Overseas Development Aid (ODA) jumped by 6.1 percent in 2013, reaching almost 98 billion euros, which is a record number according to the fresh statistics of the Organization for Economic Cooperation and Development (OECD). Thus, last year’s figures marked a “rebound” after two years of decreasing aid. The OECD statistics says that 17 OECD countries out of the total member base of 28 countries increased their ODA last year, making the overall aid spending of the organization about 0.3 percent of gross national income (GNI). This is however still less than a half of what advanced countries promised to meet by 2015.
OECD Secretary General, Angel Gurria, said that it was heartening to see governments increasing their development aid budgets once more despite the financial constraints of many developed countries. Yet, Ms Gurria remained worried about the trend of decreasing aid donations for the poorest economies as most of development aid is targeted at middle-income countries.

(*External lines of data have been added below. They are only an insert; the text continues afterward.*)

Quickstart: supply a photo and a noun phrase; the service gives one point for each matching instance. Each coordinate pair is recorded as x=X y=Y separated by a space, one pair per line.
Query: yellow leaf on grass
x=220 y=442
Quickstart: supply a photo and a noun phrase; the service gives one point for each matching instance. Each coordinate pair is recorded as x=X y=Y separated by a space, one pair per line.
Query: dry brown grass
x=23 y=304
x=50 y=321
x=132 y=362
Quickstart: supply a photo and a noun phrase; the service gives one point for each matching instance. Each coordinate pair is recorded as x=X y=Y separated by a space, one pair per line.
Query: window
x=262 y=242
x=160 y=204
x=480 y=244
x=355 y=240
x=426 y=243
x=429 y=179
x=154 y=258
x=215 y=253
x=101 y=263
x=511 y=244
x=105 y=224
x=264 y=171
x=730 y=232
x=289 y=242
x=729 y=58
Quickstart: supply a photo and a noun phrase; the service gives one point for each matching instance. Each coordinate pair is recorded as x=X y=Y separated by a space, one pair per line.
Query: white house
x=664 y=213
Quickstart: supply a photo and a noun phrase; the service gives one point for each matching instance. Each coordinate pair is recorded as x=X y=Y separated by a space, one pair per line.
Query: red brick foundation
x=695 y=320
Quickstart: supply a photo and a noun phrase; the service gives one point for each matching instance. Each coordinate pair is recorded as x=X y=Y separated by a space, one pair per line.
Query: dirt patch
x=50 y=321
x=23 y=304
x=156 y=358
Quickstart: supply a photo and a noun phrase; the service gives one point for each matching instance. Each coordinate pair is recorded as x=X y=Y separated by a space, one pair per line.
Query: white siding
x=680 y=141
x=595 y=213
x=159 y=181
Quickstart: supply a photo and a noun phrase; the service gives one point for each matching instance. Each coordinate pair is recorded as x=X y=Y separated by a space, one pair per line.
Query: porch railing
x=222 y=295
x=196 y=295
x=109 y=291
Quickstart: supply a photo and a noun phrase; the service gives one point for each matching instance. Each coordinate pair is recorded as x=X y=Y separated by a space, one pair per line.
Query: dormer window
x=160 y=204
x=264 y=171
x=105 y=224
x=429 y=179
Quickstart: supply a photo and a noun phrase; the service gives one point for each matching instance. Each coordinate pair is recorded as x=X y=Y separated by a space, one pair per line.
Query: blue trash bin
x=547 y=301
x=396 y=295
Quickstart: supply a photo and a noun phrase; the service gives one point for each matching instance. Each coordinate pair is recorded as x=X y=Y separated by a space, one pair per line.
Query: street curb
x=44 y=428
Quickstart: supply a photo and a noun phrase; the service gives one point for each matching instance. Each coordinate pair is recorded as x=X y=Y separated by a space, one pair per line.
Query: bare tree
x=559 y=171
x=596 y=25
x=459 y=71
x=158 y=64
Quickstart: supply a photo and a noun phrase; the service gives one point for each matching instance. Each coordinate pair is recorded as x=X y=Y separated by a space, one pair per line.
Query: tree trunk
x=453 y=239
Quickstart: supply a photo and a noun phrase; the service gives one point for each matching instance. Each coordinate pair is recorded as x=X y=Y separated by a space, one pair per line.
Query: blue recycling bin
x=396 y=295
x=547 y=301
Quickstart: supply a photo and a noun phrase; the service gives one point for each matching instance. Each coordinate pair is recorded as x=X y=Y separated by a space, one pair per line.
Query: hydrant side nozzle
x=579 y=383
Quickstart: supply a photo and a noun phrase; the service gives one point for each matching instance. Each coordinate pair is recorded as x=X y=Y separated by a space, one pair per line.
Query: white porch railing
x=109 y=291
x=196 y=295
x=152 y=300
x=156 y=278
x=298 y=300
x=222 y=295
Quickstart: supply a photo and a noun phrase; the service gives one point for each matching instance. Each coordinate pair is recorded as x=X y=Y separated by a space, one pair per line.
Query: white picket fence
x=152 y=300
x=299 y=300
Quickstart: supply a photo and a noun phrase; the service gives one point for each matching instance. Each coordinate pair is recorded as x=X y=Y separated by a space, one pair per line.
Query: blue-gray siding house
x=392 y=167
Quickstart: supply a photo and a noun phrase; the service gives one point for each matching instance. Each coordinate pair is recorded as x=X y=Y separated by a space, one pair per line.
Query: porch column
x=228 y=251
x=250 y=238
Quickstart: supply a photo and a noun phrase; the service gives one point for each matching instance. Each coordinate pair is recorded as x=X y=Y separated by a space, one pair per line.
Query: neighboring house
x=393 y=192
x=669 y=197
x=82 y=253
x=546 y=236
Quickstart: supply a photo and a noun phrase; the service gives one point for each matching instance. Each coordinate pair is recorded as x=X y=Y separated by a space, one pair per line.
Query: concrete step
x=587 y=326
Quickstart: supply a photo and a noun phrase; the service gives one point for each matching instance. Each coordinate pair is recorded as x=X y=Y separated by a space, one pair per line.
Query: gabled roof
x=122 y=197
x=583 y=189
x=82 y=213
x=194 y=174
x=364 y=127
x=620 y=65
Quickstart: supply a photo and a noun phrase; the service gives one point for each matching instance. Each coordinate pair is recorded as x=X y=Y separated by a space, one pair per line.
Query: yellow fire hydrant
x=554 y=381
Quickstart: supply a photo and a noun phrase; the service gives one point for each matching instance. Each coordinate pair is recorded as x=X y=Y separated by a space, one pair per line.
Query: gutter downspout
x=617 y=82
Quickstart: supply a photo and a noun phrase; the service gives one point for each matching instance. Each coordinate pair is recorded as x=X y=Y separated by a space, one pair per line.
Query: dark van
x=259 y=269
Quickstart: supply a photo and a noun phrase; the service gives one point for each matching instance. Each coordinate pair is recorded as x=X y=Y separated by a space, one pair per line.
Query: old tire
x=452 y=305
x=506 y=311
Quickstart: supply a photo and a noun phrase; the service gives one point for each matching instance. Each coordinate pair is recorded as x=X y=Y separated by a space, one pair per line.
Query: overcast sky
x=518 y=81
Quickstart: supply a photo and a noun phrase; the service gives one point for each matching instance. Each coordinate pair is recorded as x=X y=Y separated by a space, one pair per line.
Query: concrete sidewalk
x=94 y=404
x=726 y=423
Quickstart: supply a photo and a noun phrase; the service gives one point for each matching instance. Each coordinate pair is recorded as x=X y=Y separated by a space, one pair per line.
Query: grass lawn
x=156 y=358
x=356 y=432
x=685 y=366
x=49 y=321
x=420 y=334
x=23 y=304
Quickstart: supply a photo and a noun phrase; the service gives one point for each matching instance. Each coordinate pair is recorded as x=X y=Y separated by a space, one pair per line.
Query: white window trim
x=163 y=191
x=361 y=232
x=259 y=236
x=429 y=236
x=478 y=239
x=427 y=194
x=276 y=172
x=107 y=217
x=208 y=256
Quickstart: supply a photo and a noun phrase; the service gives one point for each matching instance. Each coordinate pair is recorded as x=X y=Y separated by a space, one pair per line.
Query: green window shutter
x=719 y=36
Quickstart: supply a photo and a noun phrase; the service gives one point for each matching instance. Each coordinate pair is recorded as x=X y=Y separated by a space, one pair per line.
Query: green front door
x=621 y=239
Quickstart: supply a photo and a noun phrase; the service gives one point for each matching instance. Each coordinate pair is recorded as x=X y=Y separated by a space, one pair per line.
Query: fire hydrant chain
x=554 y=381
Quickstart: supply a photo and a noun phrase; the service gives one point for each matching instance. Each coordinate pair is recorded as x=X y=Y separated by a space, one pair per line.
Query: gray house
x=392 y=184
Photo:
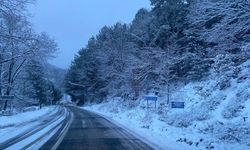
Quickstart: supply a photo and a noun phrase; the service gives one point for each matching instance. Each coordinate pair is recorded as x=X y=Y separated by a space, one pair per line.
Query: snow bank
x=25 y=117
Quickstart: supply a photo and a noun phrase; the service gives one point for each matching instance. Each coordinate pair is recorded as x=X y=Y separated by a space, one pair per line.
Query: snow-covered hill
x=216 y=116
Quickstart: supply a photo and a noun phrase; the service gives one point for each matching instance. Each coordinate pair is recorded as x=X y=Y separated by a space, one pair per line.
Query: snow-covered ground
x=24 y=117
x=216 y=114
x=31 y=129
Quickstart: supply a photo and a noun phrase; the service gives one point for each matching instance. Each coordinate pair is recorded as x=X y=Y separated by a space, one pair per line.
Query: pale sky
x=72 y=22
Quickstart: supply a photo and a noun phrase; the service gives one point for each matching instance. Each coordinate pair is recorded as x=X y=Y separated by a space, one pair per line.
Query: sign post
x=151 y=98
x=178 y=105
x=7 y=98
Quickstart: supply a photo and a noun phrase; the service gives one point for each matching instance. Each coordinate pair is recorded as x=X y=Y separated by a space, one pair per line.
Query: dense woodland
x=174 y=43
x=23 y=58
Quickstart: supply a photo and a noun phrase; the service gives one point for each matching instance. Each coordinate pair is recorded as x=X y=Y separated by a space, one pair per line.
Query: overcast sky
x=72 y=22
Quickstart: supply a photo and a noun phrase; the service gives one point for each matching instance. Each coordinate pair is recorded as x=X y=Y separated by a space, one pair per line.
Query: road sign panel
x=151 y=98
x=7 y=97
x=177 y=104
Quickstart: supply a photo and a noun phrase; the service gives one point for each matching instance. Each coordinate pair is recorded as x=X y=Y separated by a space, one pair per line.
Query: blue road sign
x=151 y=98
x=177 y=104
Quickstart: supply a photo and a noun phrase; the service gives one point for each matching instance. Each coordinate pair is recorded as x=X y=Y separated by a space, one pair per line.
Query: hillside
x=198 y=50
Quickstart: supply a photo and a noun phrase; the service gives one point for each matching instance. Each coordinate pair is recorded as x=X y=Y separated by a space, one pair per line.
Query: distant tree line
x=160 y=47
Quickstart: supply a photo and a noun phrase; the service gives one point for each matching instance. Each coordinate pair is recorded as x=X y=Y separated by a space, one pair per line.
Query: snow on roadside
x=25 y=117
x=216 y=116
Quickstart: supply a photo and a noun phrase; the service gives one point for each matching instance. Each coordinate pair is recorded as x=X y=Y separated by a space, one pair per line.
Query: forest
x=23 y=59
x=175 y=43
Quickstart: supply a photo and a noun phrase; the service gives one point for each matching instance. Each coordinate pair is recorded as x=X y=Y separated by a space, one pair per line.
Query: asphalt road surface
x=89 y=131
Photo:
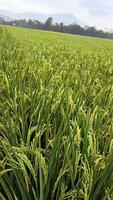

Despite this positive overall trend, the development advocacy Oxfam warned that this was far too little to meet 2015 goals and pointed out that even the big Development Aid Contributors (OECD-DACs) supplied much of its assistance through “tied aid” that must be spent in the country which provided it. Natalia Alonso, the head of Oxfam’s European Union office said that it was particularly bad that most of the EU’s wealthiest countries were very far from reaching their development goals. Ms Alonso also criticized the EU’s practice to count “funding that never gets to poor countries”, such as debt relief and export credits, as development aid. In her opinion, this is inacceptable.
EU Development Commissioner, Andris Piebalgs, commented that the EU clearly had a long way to go to meet their collective commitment, but measures taken by some member states showed that the EU could keep its promises even under difficult fiscal circumstances.